Pending a few bad matches, the list of recent discards could soon read Katich, Hughes, Ponting, Smith, North, Haddin, Johnson, Harris, Siddle, and Lyon. Add an injury for Watson and Marsh, and the team taking the park will be fresher than that watermelon I put all the vodka in.

The likes of Khawaja, Pat Cummins, Trent Copeland, James Pattinson, Matthew Wade, Nick Maddinson and so on need to get their opportunities now. They need to be allowed to fail at Test level so they can learn how to succeed.

It’s time to come to terms with the fact that the team being groomed for the past couple of years has not worked out.

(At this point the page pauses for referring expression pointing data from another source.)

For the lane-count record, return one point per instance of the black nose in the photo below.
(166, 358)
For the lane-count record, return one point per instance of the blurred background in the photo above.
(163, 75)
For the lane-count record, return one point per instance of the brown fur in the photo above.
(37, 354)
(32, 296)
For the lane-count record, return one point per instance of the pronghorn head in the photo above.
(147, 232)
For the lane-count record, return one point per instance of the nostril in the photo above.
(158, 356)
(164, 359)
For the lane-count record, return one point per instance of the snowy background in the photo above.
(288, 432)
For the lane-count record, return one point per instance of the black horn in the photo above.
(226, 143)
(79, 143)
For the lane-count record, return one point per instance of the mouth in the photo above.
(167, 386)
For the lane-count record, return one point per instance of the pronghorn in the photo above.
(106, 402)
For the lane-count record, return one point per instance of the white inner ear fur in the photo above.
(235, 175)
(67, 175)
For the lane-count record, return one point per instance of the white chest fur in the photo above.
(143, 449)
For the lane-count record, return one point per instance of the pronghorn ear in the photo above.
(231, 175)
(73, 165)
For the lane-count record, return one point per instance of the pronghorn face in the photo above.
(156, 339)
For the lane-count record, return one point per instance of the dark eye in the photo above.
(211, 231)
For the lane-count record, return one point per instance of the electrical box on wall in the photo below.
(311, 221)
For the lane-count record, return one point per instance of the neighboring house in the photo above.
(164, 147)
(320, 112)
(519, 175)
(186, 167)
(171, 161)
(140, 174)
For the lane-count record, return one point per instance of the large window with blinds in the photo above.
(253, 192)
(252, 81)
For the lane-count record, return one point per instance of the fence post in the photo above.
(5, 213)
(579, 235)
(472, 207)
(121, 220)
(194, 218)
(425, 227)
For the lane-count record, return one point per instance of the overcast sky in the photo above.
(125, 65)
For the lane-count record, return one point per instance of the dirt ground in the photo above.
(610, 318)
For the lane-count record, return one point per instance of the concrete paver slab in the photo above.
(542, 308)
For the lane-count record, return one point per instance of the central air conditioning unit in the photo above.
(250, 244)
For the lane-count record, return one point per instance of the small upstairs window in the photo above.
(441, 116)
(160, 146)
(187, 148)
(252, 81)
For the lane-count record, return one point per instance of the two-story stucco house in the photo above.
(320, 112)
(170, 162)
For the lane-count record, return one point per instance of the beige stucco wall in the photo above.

This doesn’t mean burn everything to the ground. But it does mean that it’s time to get games into the cricketers who will be representing us in five or ten years’ time. It’s time, like Richmond, to suck it up and start another rebuild.

It may not be appealing. But that way, there’s a chance that in another couple of years I’ll get to start enjoying my trips to the MCG again. That way, summer might come back to me. That way, it means maybe that won’t be a bottle of vodka in my pocket. Maybe I’ll just be happy to see you.